脱穀装置

2022.07.20 By 日本大学

バイオ

技術概要

アワやヒエ等の雑穀の脱穀の作業負担を軽減可能。

用途・応用

農作物収穫

背景

 コメ等の穀物にて穂軸から穀粒を分離する脱穀装置としては、例えば特許文献1や特許文献2に開示されているように、扱胴に対してワイヤ状の歯が設けられたものが一般的に用いられている。特許文献1や特許文献2に開示されたような一般的な脱穀装置は、扱胴を回転させて刃を穀粒に衝突させ、穀粒を穂軸から叩き落すことによって脱穀を行っている 。

【先行技術文献】
【特許文献】
【特許文献1】特開平5-153845号公報
【特許文献2】特開昭63-269929号公報

課題

 ところで、アワやヒエ等の雑穀は、コメ等と異なり、極めて小さな穀粒が集合した塊が穂軸に対して複数繋がったような穂の構造となっている。このような雑穀に対して、上述のような一般的な脱穀機を用いると、穀粒が集合した塊が叩き落されるのみであり、穀粒を粒ごとに分離することができない。

 このため、従来は、アワやヒエ等の雑穀は、手作業によって脱穀が行われている。このような手作業による脱穀は重労働である。このようなことから、近年においてはアワやヒエ等の雑穀を生産する農家が減少しており、また新たにアワやヒエ等の雑穀を生産しようする農家も現れ難くなっている。雑穀の栽培条件に適し、雑穀の栽培によって振興が図れる可能性のある地域も多くあるものの、脱穀作業の負担がこのような地域の振興を阻害している現状がある。

 本発明は、上述する問題点に鑑みてなされたもので、アワやヒエ等の雑穀の脱穀の作業負担を軽減可能とすることを目的とする。

手段

 第1の発明は、穀物の穂軸から穀粒を取り離す脱穀装置であって、脱穀前の穀物に遠心力を付与する回転部材と、上記回転部材を回転駆動させる駆動部と、上記回転部材の径方向外側に配置されると共に上記穂軸及び上記穀粒のうち上記穀粒を通過させるフィルタ部とを備えるという構成を採用する。

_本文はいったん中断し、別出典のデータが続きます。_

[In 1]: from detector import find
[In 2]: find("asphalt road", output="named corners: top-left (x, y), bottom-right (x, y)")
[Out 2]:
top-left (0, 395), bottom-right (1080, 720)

 第2の発明は、上記第1の発明において、上記駆動部により回転される軸部を備え、上記軸部の軸芯方向に沿って複数の回転部材が上記軸部に接続されているという構成を採用する。

 第3の発明は、上記第2の発明において、上記回転部材として、上記軸部の先端よりも駆動部側の根本側に配置された根本側回転部材と、上記根本側回転部材よりも上記軸部の先端側に配置されると共に上記遠心力を付与しつつ上記穀物を上記根本側回転部材に向けて押し戻す先端側回転部材とを備えるという構成を採用する。

 第4の発明は、上記第2または第3の発明において、上記回転部材として、上記軸部の軸芯に沿った方向にて対向配置されると共に異なる回転速度あるいは異なる回転方向で回転する一対の剪断刃を備えるという構成を採用する。 

 第5の発明は、上記第1~第4いずれかの発明において、上記フィルタ部が、上記回転部材を上記回転部材の回転軸芯を中心とする径方向の外側から全周に亘って囲み、上記径方向に貫通する複数の貫通孔を有するという構成を採用する。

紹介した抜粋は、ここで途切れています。